Issues of personal responsibility and will power especially affect conditions of overweight and obesity. Contends Chevy Chase, Maryland, health writer M.K., “If you’re fat and fatness is a disease, you are by definition defective—and fatness is automatically stigmatized. While being fat increases the risk that you will get sick from other causes, it is not a sickness itself.”  The AMA, on the other hand, in 2013, recognized obesity as “a disease state requiring treatment and prevention efforts…to improve research into the causes of obesity.”

In addition, twin and adoption studies show that genetic effects contribute as much as 70% of the variation in obesity, while physiologic changes that come with weight gain also play a role.  And, though controversial, the “obesity paradox” refers to the finding that some people with related illnesses such as heart disease —along with a BMI in the obese or overweight range —have better short- and long-term health outcomes than those with a normal BMI, due at least in part to the physical fitness level of the individual.

“Obesity should be treated as a serious illness given its connection to other problems…an increased risk of cardiovascular disease,” specialists told the Post, after a new study showed reduced risk of heart attack for patients taking the new weight-loss drug Wegovy.
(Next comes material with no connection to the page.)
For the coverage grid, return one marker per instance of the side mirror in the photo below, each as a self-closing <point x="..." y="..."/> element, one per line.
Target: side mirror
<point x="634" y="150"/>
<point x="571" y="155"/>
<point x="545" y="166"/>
The study highlights the need for insurance reimbursement for these new drugs when prescribed to treat obesity, rather than diabetes for which they are approved and reimbursed. Meanwhile, insurance covers bariatric surgery, which has been shown to reduce cardiovascular risk.

“Notions of health are highly context-dependent,” writes British bioethicist Jackie Leach Scully.  Studies show that “whether people believe themselves to be ill varies with class, gender, ethnic group and less obvious factors such as proximity to support from family members…what counts as a disease also changes over historical time.” Scully notes that osteoporosis, following official recognition by the WHO as a disease in 1994, “switched from being an unavoidable part of normal ageing to a pathology.”

The consequences of recognizing osteoporosis as a disease impacted “sufferers’ sense of whether they are ‘normally old’ or ‘ill’ but more concretely…their ability to have treatment reimbursed,” explains Scully. “Another example is homosexuality, which has travelled in the opposite direction to osteoporosis, through medical territory and out the other side.”

For me, although the disease arthritis, which is evident on scans, causes my inflammation, people continue to remind me about changes in diet I should make to counter this process. On the other hand, I still find myself instinctively stigmatizing contested illnesses: reading about the debilitating fatigue of successful authors I admire such as Miller—and before her, Seabiscuit author Laura Hillenbrand—I was surprised to feel new respect for the seriousness of these conditions.  Now, still trying to staunch my tendency to stigmatize, I am focusing on the crucial next step: sympathizing with sufferers of contested diseases.


—Mary Carpenter regularly reports on topical subjects in health and medicine.